Final Report Summary - NOVRIB (Novel Insights into Multi-drug Resistance to Antibiotics and the Primordial Ribosome)
Part 1: We attempted at providing structural information as well as molecular tools for dealing with a substantial challenge in contemporary medicine, namely the rapid spread of resistance to antibiotics, which is creating a global clinical threat. We focused on bacterial ribosome since they are targeted by over 40% of the antibiotics that are currently in medical use. In order to shed light on antibiotics resistance, we progressed along the following lines:
(a) We determined high resolution structures of ribosome and their large subunits from the multi-drug resistant genuine pathogen Staphylococcus aureus (SA) in its apo form and in complex with several antibiotics, among them several new potential drugs. These include the SA large ribosomal subunit (SA50S) and the full SA ribosome complex (SA70S) with very prominent ribosomal antibiotics, such as: oxazolidinones, lincosamides , pleuromutilins, and ketolides. Consequently we revealed the binding modes, selectivity towards bacteria and the inhibition modes of these drugs. Among those antibiotics, the pleuromutilins consist of a tricyclic mutilin core, and a carboxyl group, which is essential for its antimicrobial activity. They bind to the large ribosomal subunit at the PTC with their cores at the A-site and their extensions pointing towards the P-site, thus inhibiting the formation of the peptide bonds. We found the specific interactions that were formed by new semi synthetic potent drugs developed by Nabriva Therapeutics, Vienna, Austria, with whom we are collaborating, in the binding of BC-3205 and lefamulin (formerly called BC-3781) are the key for their prominent inhibition properties.
(b) To illuminate parameters that lead to species-specific response to antibiotics, we determined the high resolution structure the ribosome of the multi drug resistant bacterium Staphylococcus aureus, in its apo form and in complex with various antibiotics. Careful analyses of these crystal structures shed light on several specific internal as well as peripheral unique structural motifs that may be potential candidates for improving known antibiotics and for the design of pathogen selective novel antibiotics, thus preserving the microbiome during treatment against infectious diseases.
(c) As resistance to erythromycin, a clinically useful antibiotic that binds to the wall of the ribosomal exit tunnel through which nascent proteins migrate from the peptidyl transferase center to the exterior of the ribosome, are associated with ribosomal proteins uL4 and uL22 that reach the walls of the exit tunnel, we determined the structures of the large ribosomal subunit from an erythromycin resistant mutant that harbors a deletion in ribosomal protein uL22 in its apo form and in complex with erythromycin.
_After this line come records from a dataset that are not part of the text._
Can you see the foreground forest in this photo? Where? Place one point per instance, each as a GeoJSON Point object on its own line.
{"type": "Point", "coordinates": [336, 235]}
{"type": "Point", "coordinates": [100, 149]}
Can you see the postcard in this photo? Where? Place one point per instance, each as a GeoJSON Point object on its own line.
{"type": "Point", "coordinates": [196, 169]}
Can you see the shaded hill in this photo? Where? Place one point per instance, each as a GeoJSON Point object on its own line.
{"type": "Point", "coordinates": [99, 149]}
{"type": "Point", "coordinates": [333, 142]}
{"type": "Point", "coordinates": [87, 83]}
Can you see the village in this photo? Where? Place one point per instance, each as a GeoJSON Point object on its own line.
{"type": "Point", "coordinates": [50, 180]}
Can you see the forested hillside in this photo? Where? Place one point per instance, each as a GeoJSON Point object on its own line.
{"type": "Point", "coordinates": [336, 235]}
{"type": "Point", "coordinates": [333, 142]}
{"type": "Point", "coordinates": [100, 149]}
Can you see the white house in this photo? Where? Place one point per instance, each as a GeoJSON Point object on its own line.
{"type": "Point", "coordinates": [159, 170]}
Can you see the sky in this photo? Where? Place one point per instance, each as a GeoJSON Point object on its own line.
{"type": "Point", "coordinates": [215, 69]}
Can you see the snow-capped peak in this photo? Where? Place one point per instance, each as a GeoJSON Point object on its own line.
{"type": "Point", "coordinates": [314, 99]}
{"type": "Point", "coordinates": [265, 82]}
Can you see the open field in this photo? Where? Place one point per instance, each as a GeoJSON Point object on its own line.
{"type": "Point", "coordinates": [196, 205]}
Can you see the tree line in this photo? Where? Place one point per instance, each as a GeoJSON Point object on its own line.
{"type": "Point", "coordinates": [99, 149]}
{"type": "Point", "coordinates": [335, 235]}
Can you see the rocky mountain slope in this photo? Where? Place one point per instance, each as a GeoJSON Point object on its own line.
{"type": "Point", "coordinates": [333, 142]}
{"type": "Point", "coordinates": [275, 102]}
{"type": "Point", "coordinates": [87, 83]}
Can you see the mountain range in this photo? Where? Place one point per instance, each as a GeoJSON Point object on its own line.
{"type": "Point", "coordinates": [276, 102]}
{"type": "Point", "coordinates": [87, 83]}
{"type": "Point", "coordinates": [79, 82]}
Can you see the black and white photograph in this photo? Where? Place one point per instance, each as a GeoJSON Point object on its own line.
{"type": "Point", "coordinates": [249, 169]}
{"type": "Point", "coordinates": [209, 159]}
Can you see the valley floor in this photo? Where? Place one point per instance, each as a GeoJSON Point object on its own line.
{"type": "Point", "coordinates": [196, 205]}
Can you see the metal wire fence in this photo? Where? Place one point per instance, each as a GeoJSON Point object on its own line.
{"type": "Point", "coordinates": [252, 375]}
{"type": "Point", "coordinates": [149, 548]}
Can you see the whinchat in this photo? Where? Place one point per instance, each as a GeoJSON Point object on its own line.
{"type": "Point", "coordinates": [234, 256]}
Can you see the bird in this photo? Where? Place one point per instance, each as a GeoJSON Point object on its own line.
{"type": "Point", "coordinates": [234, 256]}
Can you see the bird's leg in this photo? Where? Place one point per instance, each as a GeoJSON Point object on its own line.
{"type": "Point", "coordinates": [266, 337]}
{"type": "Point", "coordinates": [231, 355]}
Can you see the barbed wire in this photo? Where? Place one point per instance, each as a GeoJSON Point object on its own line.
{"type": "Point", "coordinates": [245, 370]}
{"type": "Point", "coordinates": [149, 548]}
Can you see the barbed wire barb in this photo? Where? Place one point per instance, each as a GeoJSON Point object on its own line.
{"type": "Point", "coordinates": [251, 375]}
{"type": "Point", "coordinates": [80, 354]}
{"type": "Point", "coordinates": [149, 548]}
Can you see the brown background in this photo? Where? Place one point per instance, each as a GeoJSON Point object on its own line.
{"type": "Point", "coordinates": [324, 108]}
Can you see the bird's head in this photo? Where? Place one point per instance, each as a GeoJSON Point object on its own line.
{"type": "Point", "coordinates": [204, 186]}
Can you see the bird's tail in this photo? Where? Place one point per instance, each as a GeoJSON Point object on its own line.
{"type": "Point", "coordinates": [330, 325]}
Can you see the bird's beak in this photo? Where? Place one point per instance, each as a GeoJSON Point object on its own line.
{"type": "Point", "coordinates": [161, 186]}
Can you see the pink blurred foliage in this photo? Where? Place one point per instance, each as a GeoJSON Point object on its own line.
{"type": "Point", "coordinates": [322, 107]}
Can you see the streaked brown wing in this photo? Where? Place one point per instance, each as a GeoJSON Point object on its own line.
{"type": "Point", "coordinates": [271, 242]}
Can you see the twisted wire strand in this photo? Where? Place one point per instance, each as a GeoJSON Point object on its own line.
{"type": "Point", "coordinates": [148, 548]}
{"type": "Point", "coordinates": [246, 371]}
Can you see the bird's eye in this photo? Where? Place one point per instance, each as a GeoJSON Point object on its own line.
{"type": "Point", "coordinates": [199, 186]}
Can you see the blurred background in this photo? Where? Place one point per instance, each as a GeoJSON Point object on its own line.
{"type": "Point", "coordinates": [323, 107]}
We found that resistance to erythromycin is acquired by alterations of rRNA nucleotides that directly interact with the drug or by mutations in the uL22 β-hairpin loop, which may be correlated also with the regulatory properties of the exit tunnel.
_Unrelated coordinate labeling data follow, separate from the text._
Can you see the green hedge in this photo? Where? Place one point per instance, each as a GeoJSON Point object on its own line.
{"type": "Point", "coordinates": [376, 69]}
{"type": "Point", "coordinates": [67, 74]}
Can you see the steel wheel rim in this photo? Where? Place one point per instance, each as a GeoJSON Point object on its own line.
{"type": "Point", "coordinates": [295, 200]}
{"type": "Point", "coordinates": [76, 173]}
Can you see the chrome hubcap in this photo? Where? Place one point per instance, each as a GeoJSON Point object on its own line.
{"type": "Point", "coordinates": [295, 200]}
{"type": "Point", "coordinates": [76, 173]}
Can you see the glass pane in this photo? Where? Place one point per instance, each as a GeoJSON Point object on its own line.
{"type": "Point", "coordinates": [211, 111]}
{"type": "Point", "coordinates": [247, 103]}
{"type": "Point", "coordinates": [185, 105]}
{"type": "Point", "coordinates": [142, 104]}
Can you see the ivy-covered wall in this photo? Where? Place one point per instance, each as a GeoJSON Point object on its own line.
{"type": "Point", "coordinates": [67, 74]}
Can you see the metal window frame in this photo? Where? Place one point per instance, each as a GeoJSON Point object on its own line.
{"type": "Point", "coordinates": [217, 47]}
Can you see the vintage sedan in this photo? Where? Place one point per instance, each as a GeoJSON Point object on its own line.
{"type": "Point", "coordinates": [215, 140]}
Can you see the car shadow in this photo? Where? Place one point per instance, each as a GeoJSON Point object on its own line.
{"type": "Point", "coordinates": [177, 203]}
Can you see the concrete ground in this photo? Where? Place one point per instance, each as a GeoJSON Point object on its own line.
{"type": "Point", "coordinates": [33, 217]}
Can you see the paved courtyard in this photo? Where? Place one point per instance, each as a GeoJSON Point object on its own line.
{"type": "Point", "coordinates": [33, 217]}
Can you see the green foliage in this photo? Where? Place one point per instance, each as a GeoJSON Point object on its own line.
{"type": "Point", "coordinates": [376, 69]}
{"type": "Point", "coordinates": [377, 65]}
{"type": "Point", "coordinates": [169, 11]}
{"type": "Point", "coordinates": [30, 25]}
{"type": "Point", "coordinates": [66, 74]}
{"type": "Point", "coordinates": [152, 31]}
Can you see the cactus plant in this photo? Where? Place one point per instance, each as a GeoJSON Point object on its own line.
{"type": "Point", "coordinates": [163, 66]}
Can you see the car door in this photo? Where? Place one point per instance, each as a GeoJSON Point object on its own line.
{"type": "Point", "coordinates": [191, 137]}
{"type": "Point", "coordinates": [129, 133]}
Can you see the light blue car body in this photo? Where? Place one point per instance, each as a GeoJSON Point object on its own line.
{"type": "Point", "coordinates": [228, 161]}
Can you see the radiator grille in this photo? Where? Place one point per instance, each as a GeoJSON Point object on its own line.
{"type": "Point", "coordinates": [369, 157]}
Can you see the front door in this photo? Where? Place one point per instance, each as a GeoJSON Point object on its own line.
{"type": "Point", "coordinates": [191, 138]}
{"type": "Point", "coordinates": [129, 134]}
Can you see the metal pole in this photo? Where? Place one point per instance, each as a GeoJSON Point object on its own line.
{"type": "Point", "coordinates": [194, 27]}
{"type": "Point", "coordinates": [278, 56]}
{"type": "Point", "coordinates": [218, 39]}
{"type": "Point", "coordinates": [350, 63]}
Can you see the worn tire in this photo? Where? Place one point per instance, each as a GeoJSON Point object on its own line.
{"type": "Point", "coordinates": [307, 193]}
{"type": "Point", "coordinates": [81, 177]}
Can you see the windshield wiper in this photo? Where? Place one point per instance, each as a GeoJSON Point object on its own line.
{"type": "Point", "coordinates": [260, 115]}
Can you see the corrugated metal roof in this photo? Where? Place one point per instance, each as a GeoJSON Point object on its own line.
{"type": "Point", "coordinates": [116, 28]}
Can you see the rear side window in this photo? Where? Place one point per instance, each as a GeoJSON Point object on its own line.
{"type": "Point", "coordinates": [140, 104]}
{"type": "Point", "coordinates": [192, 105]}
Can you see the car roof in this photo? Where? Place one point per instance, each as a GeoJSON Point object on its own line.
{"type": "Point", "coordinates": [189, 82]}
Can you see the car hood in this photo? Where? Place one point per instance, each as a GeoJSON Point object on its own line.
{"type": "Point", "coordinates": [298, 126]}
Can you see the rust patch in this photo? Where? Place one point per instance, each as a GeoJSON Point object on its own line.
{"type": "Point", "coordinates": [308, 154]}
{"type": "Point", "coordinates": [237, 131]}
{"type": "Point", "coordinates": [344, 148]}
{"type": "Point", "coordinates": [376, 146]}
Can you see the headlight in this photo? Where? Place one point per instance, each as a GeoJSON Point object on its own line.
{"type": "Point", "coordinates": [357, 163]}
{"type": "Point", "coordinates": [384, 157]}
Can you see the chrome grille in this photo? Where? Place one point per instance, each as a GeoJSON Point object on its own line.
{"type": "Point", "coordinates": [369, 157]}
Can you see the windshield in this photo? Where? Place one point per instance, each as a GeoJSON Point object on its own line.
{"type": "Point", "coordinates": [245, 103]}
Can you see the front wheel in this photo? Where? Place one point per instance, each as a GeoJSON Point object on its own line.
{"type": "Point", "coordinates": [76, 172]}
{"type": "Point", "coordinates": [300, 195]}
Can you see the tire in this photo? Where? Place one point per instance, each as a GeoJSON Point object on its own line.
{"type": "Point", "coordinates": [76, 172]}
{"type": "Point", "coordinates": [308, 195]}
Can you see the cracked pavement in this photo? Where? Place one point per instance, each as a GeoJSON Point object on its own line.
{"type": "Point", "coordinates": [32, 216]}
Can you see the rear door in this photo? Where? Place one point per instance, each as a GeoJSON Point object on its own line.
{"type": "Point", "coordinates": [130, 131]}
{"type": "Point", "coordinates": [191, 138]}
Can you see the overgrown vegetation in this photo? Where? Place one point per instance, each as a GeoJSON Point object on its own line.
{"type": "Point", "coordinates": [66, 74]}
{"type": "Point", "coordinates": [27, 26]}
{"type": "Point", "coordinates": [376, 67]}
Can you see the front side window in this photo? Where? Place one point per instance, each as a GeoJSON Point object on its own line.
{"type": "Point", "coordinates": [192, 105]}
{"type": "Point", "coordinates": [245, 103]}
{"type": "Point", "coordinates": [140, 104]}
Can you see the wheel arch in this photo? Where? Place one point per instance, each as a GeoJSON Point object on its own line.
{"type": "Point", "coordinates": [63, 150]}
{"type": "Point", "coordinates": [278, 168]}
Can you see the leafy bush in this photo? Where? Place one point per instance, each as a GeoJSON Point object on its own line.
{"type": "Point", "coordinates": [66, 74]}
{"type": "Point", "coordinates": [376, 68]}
Part 2: We continued our attempts at defining the internal ribosome region suggested by us to be a vestige of a pre-biotic apparatus, which we call the proto-ribosome, by designing autonomous molecular entities with catalytic capabilities. Hence, constructs that bind RNA molecules that could serve as substrates of the proto-ribosome have been designed and an apparent correlation between their chemical properties and their expected contribution to the enhancement of the pace of peptide bond formation has been identified.